The Clarity Journey

Bible study feels like a journey. Perhaps for others the terrain feels slightly different, but I can often discern three stages I go through in the process of studying a passage. I am not referring to exegetical method here, but rather to a sense of progress in my quest to understand the passage.

1. Apparent Clarity. Not in every text, but often the first reading seems relatively clear. Perhaps I recognize the characters, or note some rich preaching vocabulary or concepts. Whether or not I’m thinking about preaching it, the text seems initially clear. This stage does not last long. Once I start questioning the text, I soon move into the next stage:

2. Complexity and Lack of Clarity. As I seek to plumb the meaning of the passage, hunting for the author’s idea, it often becomes murky. There’s word study, lexical study, contextual analysis, wrestling with the flow of the text, alternating between synthesis and analysis, etc. At this point it is sometimes tempting to quit or go for a shortcut (like preaching multiple distinct ideas from the same text). If I prayerfully push on through, there is often the joy of arriving at the last stage:

3. Informed Clarity. This is where the relationship of the parts and the whole make sense. This is where the section is clear in its relationship to the flow of the book. This is a great place to get to in Bible study. This is the place I like to be before I think about preaching the text.

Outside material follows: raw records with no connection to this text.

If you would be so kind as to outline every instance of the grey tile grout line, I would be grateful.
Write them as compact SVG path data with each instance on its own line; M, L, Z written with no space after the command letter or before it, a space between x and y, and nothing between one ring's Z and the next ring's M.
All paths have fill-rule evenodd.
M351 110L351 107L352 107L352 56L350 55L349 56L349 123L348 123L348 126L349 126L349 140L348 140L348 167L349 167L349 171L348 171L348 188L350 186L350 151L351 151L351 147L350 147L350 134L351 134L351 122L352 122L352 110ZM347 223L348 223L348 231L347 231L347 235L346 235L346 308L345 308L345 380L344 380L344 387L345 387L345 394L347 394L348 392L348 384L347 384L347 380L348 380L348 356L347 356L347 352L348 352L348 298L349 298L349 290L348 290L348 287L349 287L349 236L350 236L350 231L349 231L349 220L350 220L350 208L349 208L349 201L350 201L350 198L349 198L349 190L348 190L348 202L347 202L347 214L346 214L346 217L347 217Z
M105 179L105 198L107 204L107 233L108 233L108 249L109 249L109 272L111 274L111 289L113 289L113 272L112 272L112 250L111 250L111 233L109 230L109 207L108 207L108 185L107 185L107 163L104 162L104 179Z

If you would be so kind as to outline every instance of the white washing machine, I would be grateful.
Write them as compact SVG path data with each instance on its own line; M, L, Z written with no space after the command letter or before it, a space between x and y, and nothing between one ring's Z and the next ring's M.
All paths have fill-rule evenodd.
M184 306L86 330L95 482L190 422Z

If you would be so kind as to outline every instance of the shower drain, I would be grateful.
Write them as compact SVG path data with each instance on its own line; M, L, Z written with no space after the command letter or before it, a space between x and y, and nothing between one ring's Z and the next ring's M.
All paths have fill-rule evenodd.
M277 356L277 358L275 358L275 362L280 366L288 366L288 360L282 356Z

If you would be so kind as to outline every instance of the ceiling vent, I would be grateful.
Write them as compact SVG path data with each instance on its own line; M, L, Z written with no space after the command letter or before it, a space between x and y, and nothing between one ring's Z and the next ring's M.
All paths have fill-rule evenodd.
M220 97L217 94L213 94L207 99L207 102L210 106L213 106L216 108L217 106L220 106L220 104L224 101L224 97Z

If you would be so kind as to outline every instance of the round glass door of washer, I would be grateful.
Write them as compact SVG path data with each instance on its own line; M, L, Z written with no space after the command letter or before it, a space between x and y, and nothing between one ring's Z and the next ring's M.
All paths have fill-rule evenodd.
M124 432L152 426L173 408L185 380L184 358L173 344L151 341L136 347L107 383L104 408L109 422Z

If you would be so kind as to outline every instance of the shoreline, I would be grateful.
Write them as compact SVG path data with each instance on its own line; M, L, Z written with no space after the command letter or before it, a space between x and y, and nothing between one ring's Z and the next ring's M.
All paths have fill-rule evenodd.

My fear for myself, and others seeking to be Biblical preachers, is that we will fail to preach out of a “stage 3” informed clarity. I see in myself the temptation to quit in stage two and preach some form of textual confusion (obviously we tend to paper over confusion to give apparent cohesion to the message). At times I hear messages where I wonder if the preacher even entered stage two at all. The presence of some “rich” preaching words seems to be enough to spark a whole message!

Let’s be sure to be diligent, to study and show ourselves approved, to push through to informed clarity for our own sakes, and for the sake of those who have to listen to our explanation of the text!

2 thoughts on “The Clarity Journey

  1. I found your blog through the Church Leaders post you did on the 11 Types of Preachers. I find that I am in the “Professor Preacher” type and have been at a loss for some general principles to help simplify and bring clarity to my preaching. It is hard to remove pieces and connections that seem to grip me in the study. Help!